Pericolo di fuga, Daccò resta in carcere

C’è il rischio che possa fuggire e che possa commettere ancora il reato. Per questo il gip Vincenzo Tutinelli ha convalidato ieri la richiesta di fermo e disposto il carcere per Piero Daccò, il consulente in affari con il San Raffaele fermato martedì scorso per concorso in bancarotta nell’ambito dell’inchiesta della Procura sul dissesto del gruppo ospedaliero e nella quale tra gli indagati figura anche don Luigi Verzè, fondatore della struttura di via Olgettina.
Daccò, che vive tra Londra, la Svizzera e il Sud America, è stato fermato nei giorni scorsi quando era di passaggio a Milano e dopo che gli inquirenti hanno scoperto che aveva intenzione di recarsi in Israele. «Un normale viaggio d’affari, non aveva intenzione di scappare», ha precisato il suo legale, l’avvocato Gian PIero Bioancolella.
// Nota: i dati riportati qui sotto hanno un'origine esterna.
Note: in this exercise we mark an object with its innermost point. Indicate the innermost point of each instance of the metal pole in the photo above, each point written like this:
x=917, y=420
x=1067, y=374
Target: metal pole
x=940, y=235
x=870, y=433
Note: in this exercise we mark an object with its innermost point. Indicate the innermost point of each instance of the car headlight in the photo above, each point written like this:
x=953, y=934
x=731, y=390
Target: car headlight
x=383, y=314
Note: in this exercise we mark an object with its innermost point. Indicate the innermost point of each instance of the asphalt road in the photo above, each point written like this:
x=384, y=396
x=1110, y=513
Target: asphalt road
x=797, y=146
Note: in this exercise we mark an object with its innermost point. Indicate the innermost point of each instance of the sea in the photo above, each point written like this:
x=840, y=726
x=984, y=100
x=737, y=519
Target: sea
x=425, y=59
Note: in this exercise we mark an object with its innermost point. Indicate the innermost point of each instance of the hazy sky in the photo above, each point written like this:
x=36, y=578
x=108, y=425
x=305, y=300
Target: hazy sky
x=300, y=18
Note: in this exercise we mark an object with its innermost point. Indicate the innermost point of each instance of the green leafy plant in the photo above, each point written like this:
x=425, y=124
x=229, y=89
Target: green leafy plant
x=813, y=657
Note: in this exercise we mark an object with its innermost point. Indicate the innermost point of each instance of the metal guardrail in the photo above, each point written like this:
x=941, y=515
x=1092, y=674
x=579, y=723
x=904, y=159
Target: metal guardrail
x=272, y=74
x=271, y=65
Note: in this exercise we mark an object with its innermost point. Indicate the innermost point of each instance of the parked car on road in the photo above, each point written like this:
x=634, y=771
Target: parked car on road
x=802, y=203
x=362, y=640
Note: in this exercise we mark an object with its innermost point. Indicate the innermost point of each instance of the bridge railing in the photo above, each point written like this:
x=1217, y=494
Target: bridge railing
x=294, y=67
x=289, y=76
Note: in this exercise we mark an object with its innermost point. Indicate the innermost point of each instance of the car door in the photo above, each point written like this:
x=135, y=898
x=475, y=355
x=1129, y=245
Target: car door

Un tentativo di sottrarsi alla giustizia, secondo la Procura. Per questo, nel pomeriggio dello scorso 15 novembre è stato fermato per poi essere trasferito nel carcere di Opera.


Venerdì l’uomo d’affari è stato interrogato dal gip Tutinelli, davanti al quale l’intermediario ha fornito le sue spiegazioni sui tre episodi di bancarotta contestati, per un totale di circa 3 milioni e mezzo di euro legatio a una consulenza per l’acquisto di un aereo, a un’operazione immobiliare in Cile, e a un’opaca transazione finanziaria da 510mila euro. Ieri il giudice ha accolto le richieste dei pm Luigi Orsi, Laura Pedio e Gaetano Ruta, convalidando il fermo e disponendo l’arresto in carcere. Per il giudice, la versione resa da Daccò è «parziale e capziosa».